Ok... What's the bottom line?
The bottom line is, for 99% of the folks out there single vs. multiple +12V rails is a NON ISSUE. It's something that has been hyped up by marketing folks on BOTH SIDES of the fence. Too often we see mis-prioritized requests for PSU advice: Asking "what single +12V rail PSU should I get" when the person isn't even running SLI! Unless you're running a plethora of Peltiers in your machine, it should be a non-issue assuming that the PSU has all of the connectors your machine requires and there are no need for "splitters" (see Example 1 in the previous bullet point).
The criteria for buying a PSU should be:
- Does the PSU provide enough power for my machine?
- Does the PSU have all of the connectors I require (6-pin for high end PCIe, two 6-pin, four 6-pin or even the newer 8-pin PCIe connector)?
- If using SLI or Crossfire, is the unit SLI or Crossfire certified (doesn't matter if a PSU is certified for one or the other as long as it has the correct connectors. If it passed certification for EITHER that means it's been real world tested with dual graphics cards in a worst case scenario).

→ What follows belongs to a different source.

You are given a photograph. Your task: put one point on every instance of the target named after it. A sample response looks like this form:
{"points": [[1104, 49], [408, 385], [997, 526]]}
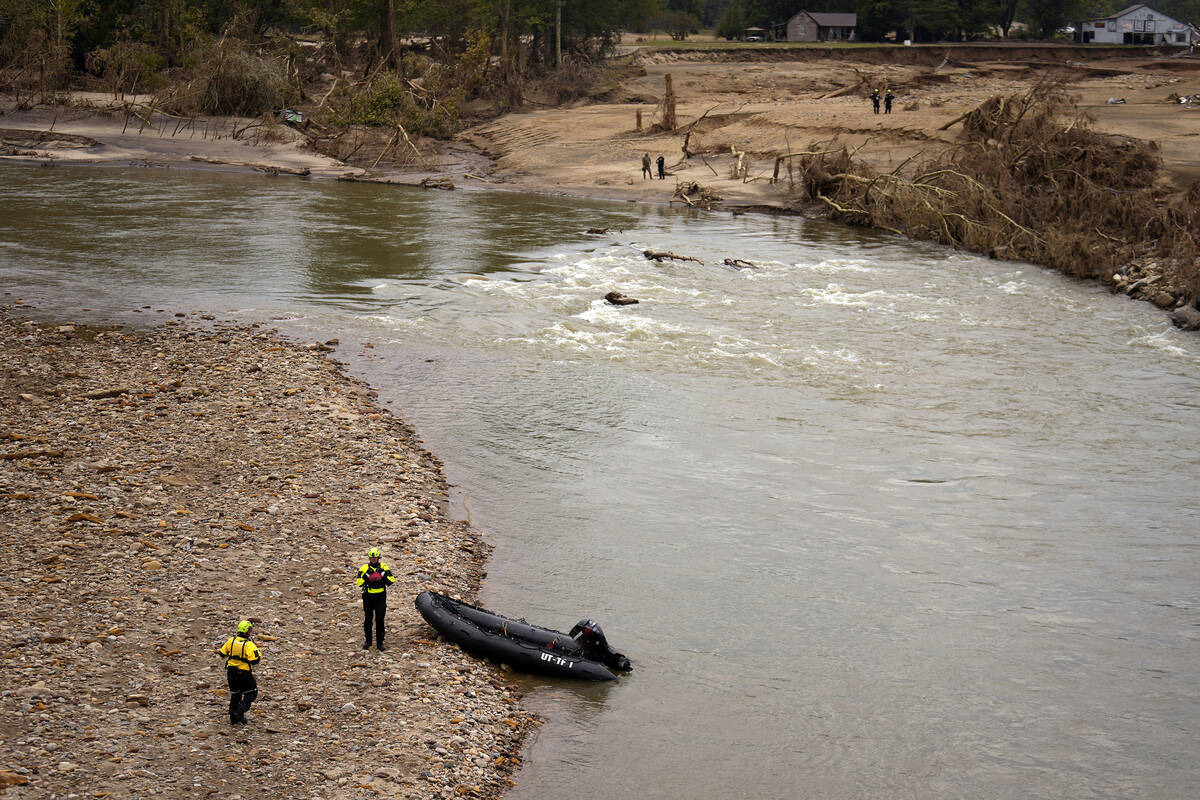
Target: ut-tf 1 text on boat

Figure out if there are any variables that may affect the actual output capability of the PSU:
- What temperature is the PSU rated at? Room (25Â° to 30Â°C) or actual operating temperature (40Â°C to 50Â°C)
- If room temperature, what's the derating curve? As a PSU runs hotter, it's capability to put out power is diminished. If no de-rate can be found, assume that a PSU rated at room temperature may only be able to put out around 75% of it's rated capability once installed in a PC.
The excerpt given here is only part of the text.